Die Erfahrung des Volkes Israel: brachiale Zerstörung

„Auf einmal war alles anders.“ – Diese Erfahrung muss auch das Volk Israel machen. In der Lesung aus dem zweiten Buch der Chroniken (2 Chr 36,14-16.19-23) wird von einer brachialen Zerstörungsgeschichte berichtet. Auch, wenn das Volk Israel in der Darstellung des Propheten einen großen eigenen Beitrag dazu leistet, dass der Zerfall das Ergebnis ist, mit einer solch großen Katastrophe hatte niemand gerechnet.

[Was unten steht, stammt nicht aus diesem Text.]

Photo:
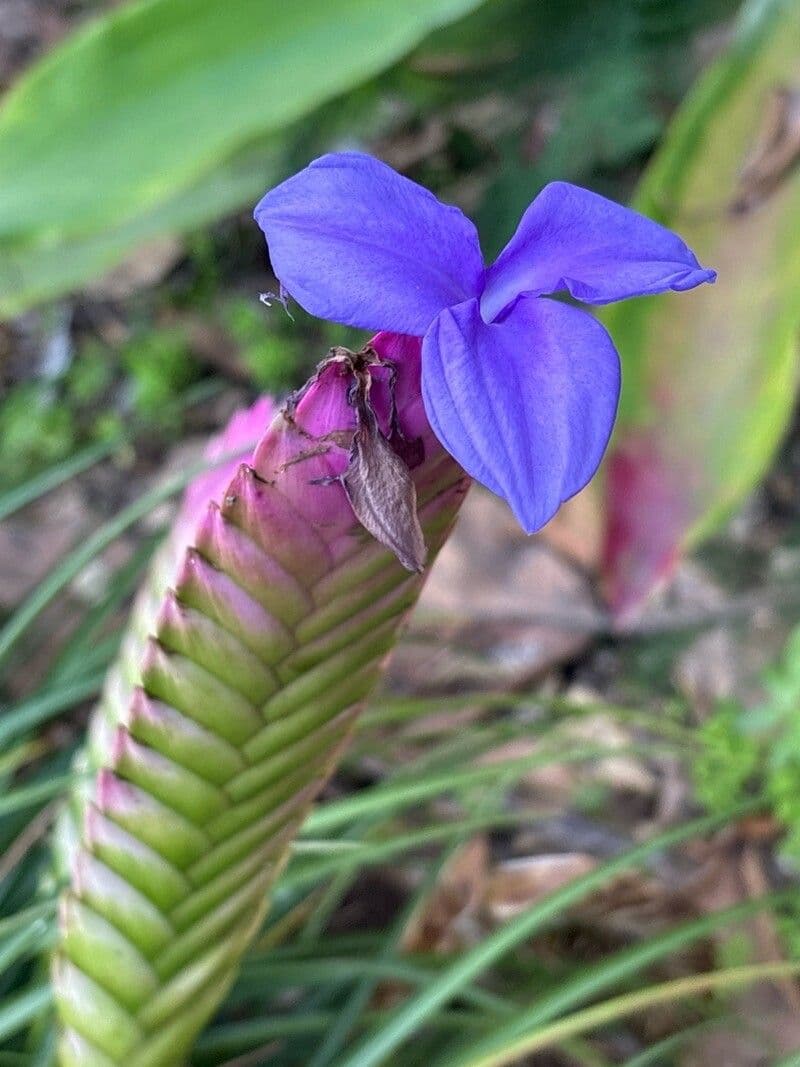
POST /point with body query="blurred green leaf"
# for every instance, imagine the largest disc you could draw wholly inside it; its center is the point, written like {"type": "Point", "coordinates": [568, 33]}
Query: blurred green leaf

Denn es hatte doch eigentlich alles gut begonnen. Nach der Wüstenzeit, in der Gott in der Feuersäule mit dem Volk unterwegs war, und noch mehr in der tragbahren Bundeslade, die ihren festen Platz im Salomonischen Tempel gefunden hatte, fühlte sich das Volk sicher. Die dauerhafte Gegenwart Gottes im Tempel war für sie der Garant für dauerhafte Stabilität und gab daher Sicherheit. Sicherlich, zahlreiche Propheten hatten angemahnt: „Leute, so geht es nicht weiter. Die Zustände rund um den Tempel sind unterträglich. Ihr müsst euch bekehren, umkehren und euer Leben ändern. Sonst zerfällt hier alles, auch die feste Zusage, dass Gott hier dauerhaft in unserer Mitte sein wird.“ Doch man wollte ihnen nicht zuhören. Das klassische Prophetenschicksal. „Lass sie nur reden. Sie sprechen doch eigentlich immer nur von Untergang und Katastrophen.“, dachten sich die Leute. Doch als es dann soweit war, waren alle sprachlos.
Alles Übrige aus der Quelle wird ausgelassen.